事案の概要:
- 不動産業者Xが不動産業者Zの媒介で、売主Yから土地建物の売買契約を締結(売買代金7,200万円)。
- 売買契約書には、現状有姿のまま引き渡す旨と、雨漏り等の責任は売主が引渡し後2か月以内に発見されたもののみを負うことが記載。
- 重要事項説明書には、排水や浄化槽についての情報があり、物件状況報告書には隣地の利用や配管の有無についての記載があった。
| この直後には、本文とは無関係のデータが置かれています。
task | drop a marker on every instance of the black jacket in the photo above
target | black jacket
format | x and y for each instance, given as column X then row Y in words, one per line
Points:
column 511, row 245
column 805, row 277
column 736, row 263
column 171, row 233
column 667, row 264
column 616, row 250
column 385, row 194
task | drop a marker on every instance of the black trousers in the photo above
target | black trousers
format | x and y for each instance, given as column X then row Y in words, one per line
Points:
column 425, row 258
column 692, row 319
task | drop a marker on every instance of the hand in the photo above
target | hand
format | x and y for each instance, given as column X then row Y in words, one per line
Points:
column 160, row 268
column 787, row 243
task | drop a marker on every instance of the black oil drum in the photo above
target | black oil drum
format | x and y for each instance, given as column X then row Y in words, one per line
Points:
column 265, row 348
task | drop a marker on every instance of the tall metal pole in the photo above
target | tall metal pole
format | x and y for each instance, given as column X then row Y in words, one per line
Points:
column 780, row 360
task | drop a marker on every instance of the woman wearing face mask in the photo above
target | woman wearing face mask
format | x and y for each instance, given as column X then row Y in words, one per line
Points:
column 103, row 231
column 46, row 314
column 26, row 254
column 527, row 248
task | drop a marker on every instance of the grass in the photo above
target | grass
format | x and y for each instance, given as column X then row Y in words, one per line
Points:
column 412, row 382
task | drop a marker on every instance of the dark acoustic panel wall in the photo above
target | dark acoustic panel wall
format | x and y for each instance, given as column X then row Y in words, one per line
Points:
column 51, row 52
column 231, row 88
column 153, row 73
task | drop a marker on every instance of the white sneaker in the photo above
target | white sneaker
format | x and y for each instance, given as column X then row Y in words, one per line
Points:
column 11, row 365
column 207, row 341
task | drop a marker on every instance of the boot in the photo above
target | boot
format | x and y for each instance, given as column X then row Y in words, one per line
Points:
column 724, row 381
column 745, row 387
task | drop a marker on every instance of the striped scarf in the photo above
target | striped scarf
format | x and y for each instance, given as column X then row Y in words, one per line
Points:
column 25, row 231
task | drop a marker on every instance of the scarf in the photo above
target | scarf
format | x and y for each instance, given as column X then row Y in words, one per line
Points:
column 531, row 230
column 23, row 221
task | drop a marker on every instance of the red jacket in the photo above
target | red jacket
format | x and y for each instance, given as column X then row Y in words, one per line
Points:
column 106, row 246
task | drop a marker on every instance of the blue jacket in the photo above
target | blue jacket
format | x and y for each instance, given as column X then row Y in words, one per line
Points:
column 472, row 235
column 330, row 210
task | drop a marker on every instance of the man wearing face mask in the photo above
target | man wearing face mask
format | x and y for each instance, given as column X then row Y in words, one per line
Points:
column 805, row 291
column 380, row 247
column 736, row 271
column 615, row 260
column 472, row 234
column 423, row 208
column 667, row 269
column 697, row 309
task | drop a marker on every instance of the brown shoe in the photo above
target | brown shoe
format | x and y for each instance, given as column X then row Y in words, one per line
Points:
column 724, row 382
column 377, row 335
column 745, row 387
- 引渡し後、Xが調査すると、隣地所有者Aとの共有共用の排水管と浄化槽が埋設されていることが判明。
- Xは瑕疵担保責任または債務不履行責任を根拠に、損害賠償を求めてYに提訴。
判決の要旨:
- Xは排水管と浄化槽の埋設を知らず、存在が地表面からは認識できない隠れた瑕疵であることが認められた。
- 売買契約書には特約があり、瑕疵担保責任は雨漏り等に限定されていたが、Yは浄化槽がAとの共有共用であった事実を知っており、それをXに告げなかったことが認められた。
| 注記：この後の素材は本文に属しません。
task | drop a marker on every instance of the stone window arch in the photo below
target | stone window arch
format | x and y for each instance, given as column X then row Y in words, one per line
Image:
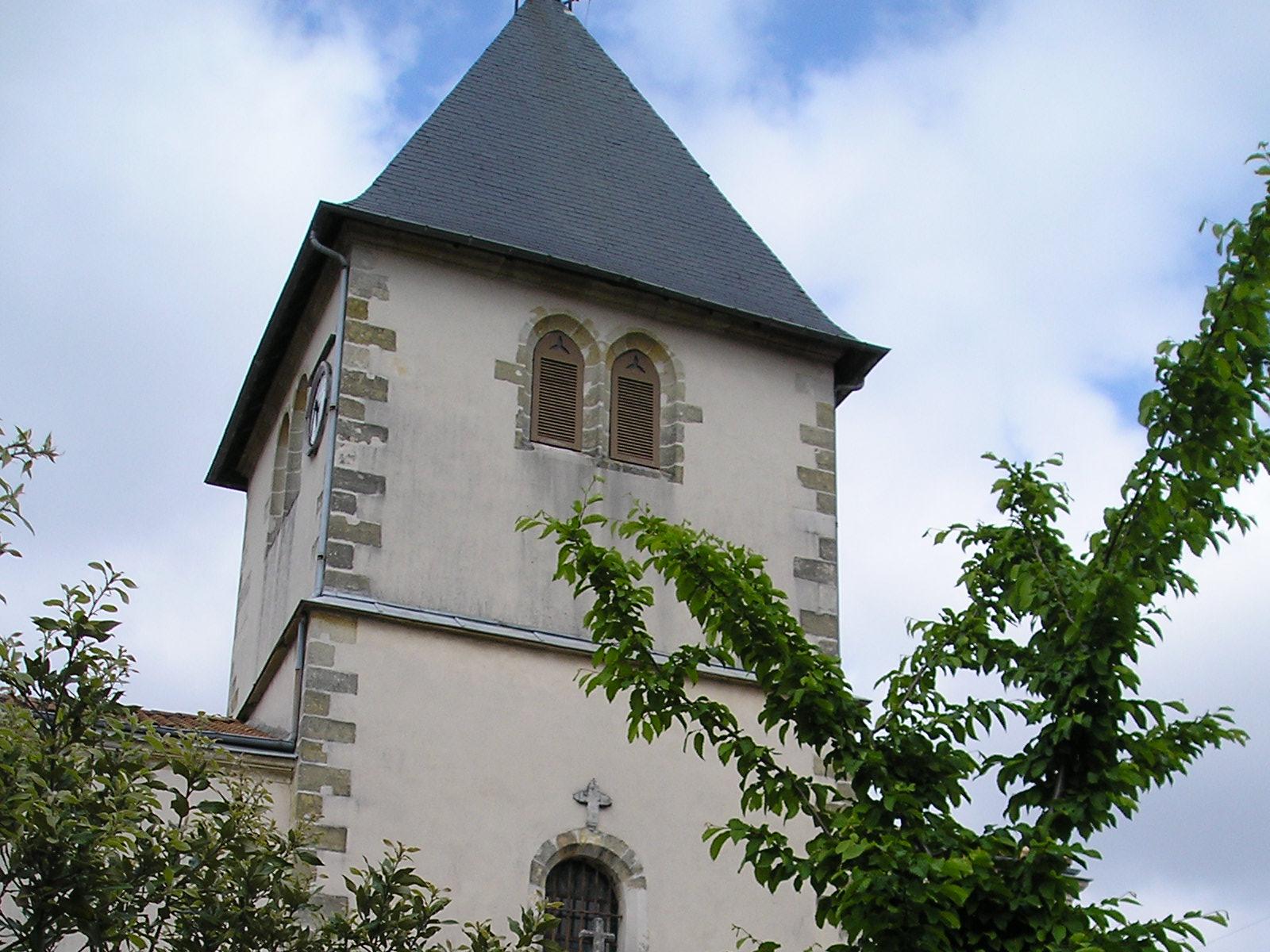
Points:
column 635, row 410
column 521, row 372
column 673, row 409
column 556, row 397
column 616, row 861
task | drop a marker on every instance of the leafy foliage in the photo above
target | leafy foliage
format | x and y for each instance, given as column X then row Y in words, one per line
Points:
column 116, row 837
column 1060, row 631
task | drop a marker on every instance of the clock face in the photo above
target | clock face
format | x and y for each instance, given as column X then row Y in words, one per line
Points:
column 319, row 403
- 特約によっても免れない場合、売主の瑕疵担保責任は認められる。
- Xには過失がなく、被った損害について解約違約金(50万円)と火災保険料(1万9千円)を認めるのが相当とされた。
まとめ:
- 特約がある場合でも、売主が隠れた瑕疵を知りながら告げなかった場合は、瑕疵担保責任が認められる。